In an important article, Yuri I. Semenov has asked what it is that undergoes the sequence of progressive modes of production that Marx writes of in the Preface to A Contribution to the Critique of Political Economy.footnote3 He makes the point that no particular society—such as Roman or French society—has undergone the whole sequence. We can, of course, speak of French society undergoing the feudalism-to-capitalism transition. But there are some parts of the sequence that no society has gone through (the transition from ancient society to feudalism, for example). Rather than abandoning the unilinear story, as many have done, Semenov argues that the sequence applies to human history considered as a whole. He thereby adopts what Ernest Gellner has termed the ‘torch-relay’ theory of history, a view where particular cultures trailblaze for human development as a whole, only to pass on the task to others once the possibilities of a particular mode of development have been exhausted.footnote4 The Hegelian flavour of this is apparent: we have all the paraphernalia of world-historic cultures and non-historic nations.

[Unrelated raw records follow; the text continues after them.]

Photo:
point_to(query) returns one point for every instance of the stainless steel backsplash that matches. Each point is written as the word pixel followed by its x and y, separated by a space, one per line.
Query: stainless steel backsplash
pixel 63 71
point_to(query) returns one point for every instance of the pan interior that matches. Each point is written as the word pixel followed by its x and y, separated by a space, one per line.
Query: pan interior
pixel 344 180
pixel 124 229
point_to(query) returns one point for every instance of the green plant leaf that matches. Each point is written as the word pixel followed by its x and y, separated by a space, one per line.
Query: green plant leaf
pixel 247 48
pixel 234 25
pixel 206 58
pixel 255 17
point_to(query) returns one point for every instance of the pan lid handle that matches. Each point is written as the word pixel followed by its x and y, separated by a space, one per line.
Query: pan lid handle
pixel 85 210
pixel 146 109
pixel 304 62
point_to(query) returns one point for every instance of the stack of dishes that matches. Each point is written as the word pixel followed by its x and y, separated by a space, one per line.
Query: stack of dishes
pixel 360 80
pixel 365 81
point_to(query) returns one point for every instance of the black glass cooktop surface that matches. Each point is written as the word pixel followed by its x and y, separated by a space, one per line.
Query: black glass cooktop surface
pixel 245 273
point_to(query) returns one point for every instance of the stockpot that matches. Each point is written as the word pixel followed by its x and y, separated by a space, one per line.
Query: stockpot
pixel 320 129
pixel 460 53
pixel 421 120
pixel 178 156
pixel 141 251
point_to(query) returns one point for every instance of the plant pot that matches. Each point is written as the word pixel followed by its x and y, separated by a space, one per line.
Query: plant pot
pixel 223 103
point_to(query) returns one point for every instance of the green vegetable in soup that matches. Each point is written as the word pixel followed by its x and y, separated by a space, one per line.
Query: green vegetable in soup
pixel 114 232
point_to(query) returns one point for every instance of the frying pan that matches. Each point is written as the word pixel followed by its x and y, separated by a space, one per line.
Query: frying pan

It is not the purpose of this article to offer a detailed defence of Semenov, but rather to propose a similar ‘torch-relay’ theory of historical development. Historical materialism is an evolutionary theory. But although Marxism has often adopted modes of explanation that share features of Darwin’s theory of biological evolution, this has not been so for the historical process as such. Let us recall what the elements of the Darwinian theory are. First, there is an environment constituted both by the physical environment and by other biological organisms. Second, there are organisms which survive and reproduce in that environment. Many members of a species may be produced, but only those best adapted to the rigours and scarcities of the environment
Other evolutionary theories share this structure. For example, it is possible to construct a theory of the firm on quasi-Darwinian lines.footnote5 Firms face an environment constituted both by their competitors and by physical, geopolitical and other circumstances. They have no way of knowing in advance what the optimal structures and decision mechanisms would be, so they adopt rules of thumb (they guess, rely on habit, management folklore, and so forth). Firms that adopt suboptimal procedures fail, and the routines embraced by successful firms spread through the population. But of course the environment faced by firms is constantly changing, and emulation of yesterday’s optimal rules may spell disaster tomorrow. In this arena, combinations of chance and choice combine to impose both a pattern over time and rough adaptation of organisms to the environment they face.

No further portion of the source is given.